Read Angry Lead Skies Page 2


  Playmate ignored my sarcasm. He knew me too well. “I thought he was mental, too, at first. This’s been going on for a while. And I never saw anything to convince me that he wasn’t making up another one of his stories. But then somebody broke into his flat. While some of his family were there. Which is weird, because the Proses don’t have a pot to pee in. Then, next day, this morning, they came to the stable. Three of them. Three strange, shiny women. I’ve been letting Kip use a corner of the smithy for a workshop. He does his projects there. They tried to drag him off.”

  “You didn’t let them?”

  “Of course I didn’t let them.” He was offended because I’d even asked. “Though it wasn’t all me. They seemed extremely distracted by the horses. Afraid of them, even.”

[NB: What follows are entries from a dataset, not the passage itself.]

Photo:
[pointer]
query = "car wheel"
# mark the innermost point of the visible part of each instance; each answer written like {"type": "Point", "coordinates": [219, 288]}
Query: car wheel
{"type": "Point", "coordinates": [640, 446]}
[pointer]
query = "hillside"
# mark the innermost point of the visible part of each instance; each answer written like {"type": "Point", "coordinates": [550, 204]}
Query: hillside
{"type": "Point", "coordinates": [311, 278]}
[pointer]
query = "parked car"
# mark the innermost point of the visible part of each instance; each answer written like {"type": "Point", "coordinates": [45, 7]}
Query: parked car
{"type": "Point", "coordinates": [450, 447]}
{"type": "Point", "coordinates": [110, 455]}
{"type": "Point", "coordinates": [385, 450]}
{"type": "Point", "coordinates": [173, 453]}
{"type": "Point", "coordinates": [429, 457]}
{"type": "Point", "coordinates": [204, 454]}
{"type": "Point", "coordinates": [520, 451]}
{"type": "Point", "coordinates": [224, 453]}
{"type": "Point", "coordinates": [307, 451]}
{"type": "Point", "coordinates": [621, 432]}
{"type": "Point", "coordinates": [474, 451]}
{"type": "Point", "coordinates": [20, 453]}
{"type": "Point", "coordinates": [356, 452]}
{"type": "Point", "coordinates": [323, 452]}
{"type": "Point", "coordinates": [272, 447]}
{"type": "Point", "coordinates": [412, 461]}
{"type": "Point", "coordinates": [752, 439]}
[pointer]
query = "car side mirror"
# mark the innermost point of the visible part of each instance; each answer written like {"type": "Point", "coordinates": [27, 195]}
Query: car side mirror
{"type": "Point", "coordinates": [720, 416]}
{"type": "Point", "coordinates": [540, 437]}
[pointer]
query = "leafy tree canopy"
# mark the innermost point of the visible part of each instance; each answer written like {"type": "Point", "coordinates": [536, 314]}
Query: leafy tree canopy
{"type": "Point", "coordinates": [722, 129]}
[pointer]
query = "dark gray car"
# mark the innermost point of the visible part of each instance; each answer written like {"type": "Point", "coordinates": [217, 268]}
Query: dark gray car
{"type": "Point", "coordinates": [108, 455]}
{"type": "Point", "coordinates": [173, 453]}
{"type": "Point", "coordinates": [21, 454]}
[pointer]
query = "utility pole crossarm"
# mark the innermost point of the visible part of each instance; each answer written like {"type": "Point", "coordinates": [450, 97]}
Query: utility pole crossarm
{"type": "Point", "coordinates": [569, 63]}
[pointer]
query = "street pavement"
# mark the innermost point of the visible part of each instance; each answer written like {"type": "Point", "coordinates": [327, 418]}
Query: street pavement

  “That just sounds like basic common sense to me.”

  “You shouldn’t joke that way, Garrett.” Playmate just will not believe the truth about horses.

  “These guys know horses mean trouble and they’ve got a beef with this kid and those things are somehow a surprise to you?”

  Some people view the world through a whole different set of spectacles.

  Playmate chose not to pursue the debate. “Their eyes were weird, Garrett. Almost like holes. Or like there were little patches of fog right there hiding them when they looked straight at you.”

  I tried to imagine the encounter. Playmate abhors violence, yet, for a nonviolent idealist, he can be totally convincing in any argument that steps on a banana peel and slides off the intellectual plane. Playmate has sense enough to understand that not everyone shares his views. There are some people that need hammering and others that just plain need killing. There are people out there even a mother couldn’t love.

  “These visitors some new kind of breed?” All the races infesting TunFaire seem capable of interbreeding. Often the mechanics aren’t easy to visualize but the results are out there on the street. At times nature takes a very strange turn. And some of the strangest are among my friends.

  Kip shook his head. Playmate told me, “Give me a sheet of paper. I’ll draw you a picture.” He produced a small, polished cherrywood box with silver fittings. When opened it revealed a battery of artist’s tools. He took out a couple of sticks I decided had to be Kip’s inventions.

  “Another unsuspected talent.” I pushed over a torn sheet of paper. I’d only just started using its back side.

  I recalled seeing charcoal drawings around Playmate’s place but I never wondered enough about them to make a direct connection.

  This detecting business requires great curiosity and attention to the tiniest details.

  I was amazed once Playmate got started. “You’re in the wrong racket, Play.”

  “Not much call for this kind of thing, Garrett.” His hand moved swiftly and confidently. “Maybe in a carnival.” He was a lefty, of course. They always are. The guy who did Eleanor probably had two left hands.

  The portrait took shape rapidly.

  “The original must’ve been one ugly critter.” It had a head like a bottom-up pear. It had a mouth so small it was fit to eat nothing but soup. No ears were evident but Playmate was still drawing.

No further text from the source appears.